Stream partitioned data from Firestore using Async Iterators in Node.js

Updated
February 26, 2021

As our data grew, one daily report started failing in Cloud Functions because we were pulling everything from Firestore at once and holding it all in memory.

  • Cloud Functions have tight limits on runtime and memory — so “load it all, then write it out” stopped scaling.
  • We switched to a streaming approach: fetch Firestore results in pages, process each page, and write continuously instead of buffering everything.
  • We used an async generator to yield paginated Firestore queries (using orderBy + startAfter + limit), so we only retrieve the next page once the previous one is handled.
  • We wrapped the generator with Readable.from() and used stream.pipeline() to connect read → transforms → GCS write stream with proper cleanup and error propagation.
  • The result: the same report runs reliably again, without timeouts or memory blow-ups, and the pattern is reusable anywhere we need to export large datasets.

As we’re welcoming more and more clients onto our platform, the amount of data that we need to deal with is increasing steeply as well. Now it doesn’t matter how much thought you’ve put into it, how many books you’ve read on designing scalable systems, or even if you use that latest technology whose promise is to offer you infinite and unlimited resources, a rapid increase in customer growth will more than likely bring about unexpected issues in unexpected places.

Software engineering is a war you’re waging against the unexpected, and it always comes a time when that tiny soldier process which has been so loyal to you, doing its job silently in the background, no fuss, just plain efficacy, suddenly doesn’t have the muscles to keep going and to resist that ever growing army of data coming at it. Now you have no choice left, you must throw yourself into battle and fight for its rescue.

Now I ain’t no Steven Spielberg, so this isn’t gonna be as thrilling as Saving Private Ryan, but I’ll do my best to make this blog post as useful as it can be, by going over how we rescued one of our soldier processes last week at Freetrade, and how a somewhat less-known feature of Node.js helped us do it in a quite fun and easy manner.

The problem

As a regulated financial institution, there are a lot of different reports that we need to generate each day to satisfy both the regulator and ourselves that your cash and shares are well taken care of. Part of the data that will populate those reports is pulled from our Firestore database, before being processed inside Google cloud functions. This bears two important restrictions:

  1. Firestore’s query capabilities are not as powerful as what you’d find on a traditional SQL db for instance.
  2. Cloud functions can only run for a limited amount of time, and on limited memory.

Now last week, we had one such report that had been generating perfectly for months, but suddenly started failing, with either the cloud function timing out or running out of memory.

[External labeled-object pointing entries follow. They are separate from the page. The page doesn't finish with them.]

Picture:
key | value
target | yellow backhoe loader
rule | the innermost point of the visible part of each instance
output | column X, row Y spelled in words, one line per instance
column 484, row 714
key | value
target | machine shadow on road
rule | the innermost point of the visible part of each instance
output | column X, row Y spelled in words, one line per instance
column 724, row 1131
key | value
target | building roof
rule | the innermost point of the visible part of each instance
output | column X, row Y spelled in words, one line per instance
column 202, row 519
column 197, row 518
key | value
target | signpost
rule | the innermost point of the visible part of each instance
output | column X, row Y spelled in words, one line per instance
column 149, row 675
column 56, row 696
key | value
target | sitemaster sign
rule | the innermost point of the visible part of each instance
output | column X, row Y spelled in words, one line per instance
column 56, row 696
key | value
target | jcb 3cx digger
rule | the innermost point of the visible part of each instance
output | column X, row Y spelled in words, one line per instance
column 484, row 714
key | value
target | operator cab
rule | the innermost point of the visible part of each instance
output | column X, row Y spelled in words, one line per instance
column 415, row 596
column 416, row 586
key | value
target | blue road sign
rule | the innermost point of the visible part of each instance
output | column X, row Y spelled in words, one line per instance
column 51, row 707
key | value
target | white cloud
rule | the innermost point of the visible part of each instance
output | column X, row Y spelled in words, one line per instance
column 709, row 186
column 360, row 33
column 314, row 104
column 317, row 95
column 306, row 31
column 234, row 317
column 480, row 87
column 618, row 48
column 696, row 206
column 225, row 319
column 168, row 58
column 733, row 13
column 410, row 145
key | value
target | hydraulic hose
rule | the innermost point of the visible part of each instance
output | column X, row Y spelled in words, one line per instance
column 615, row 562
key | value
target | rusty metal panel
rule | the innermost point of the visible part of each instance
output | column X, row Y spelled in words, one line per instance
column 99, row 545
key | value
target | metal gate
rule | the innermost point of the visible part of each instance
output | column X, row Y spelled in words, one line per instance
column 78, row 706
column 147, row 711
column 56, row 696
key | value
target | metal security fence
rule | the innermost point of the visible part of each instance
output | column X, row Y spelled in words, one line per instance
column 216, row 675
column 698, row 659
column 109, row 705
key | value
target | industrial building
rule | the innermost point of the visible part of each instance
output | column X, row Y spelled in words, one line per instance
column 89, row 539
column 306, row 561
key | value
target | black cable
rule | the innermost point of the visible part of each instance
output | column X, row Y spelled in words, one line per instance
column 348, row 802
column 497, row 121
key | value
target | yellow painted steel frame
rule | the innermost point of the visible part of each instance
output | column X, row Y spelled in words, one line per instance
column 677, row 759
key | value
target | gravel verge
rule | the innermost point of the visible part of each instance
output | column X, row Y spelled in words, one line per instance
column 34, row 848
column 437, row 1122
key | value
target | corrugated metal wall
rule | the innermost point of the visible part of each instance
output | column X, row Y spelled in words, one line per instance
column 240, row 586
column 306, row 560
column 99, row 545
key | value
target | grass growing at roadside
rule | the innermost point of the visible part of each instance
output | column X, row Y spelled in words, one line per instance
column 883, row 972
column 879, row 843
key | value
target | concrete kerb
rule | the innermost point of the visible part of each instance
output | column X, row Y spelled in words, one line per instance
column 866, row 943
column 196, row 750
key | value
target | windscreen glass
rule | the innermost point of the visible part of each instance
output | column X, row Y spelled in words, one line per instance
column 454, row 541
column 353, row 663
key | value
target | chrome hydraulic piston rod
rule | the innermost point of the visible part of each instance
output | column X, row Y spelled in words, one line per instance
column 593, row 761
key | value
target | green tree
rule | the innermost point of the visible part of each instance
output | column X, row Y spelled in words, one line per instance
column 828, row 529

Turns out we were pulling all the data from Firestore at once, then keeping that data in memory before dumping it into a file. Even though it seems obvious now, we’d never imagined the amount of data for that report would grow so large so fast, up until the point where having it all in memory was not an option anymore, but now we had no choice, we needed a streaming solution...

Streaming in Node.js

Streaming in Node.js is out of the scope of this blog post, and I’d probably be making a fool of myself were I to try and explain it to you in detail. This is why we’ll just stick to the few general concepts that will be useful for us to know in the realm of this article. As software engineers we’re taught not to reinvent the wheel, so I’ll also be, shamelessly, pulling definitions from the Node.js official documentation.

Stream

A stream is an abstract interface for working with streaming data in Node.js. The stream module provides an API for implementing the stream interface.

Streams can be readable, writable, or both. All streams are instances of EventEmitter.

For more information, or to simply refresh your memory on how stream works in Node.js, please refer to: https://nodejs.org/api/stream.html#stream_stream

Pipeline

A convenient way to “pipe” multiple streams together (the output of a stream is fed as input to the next one), is to use the stream.pipeline method provided by Node.js.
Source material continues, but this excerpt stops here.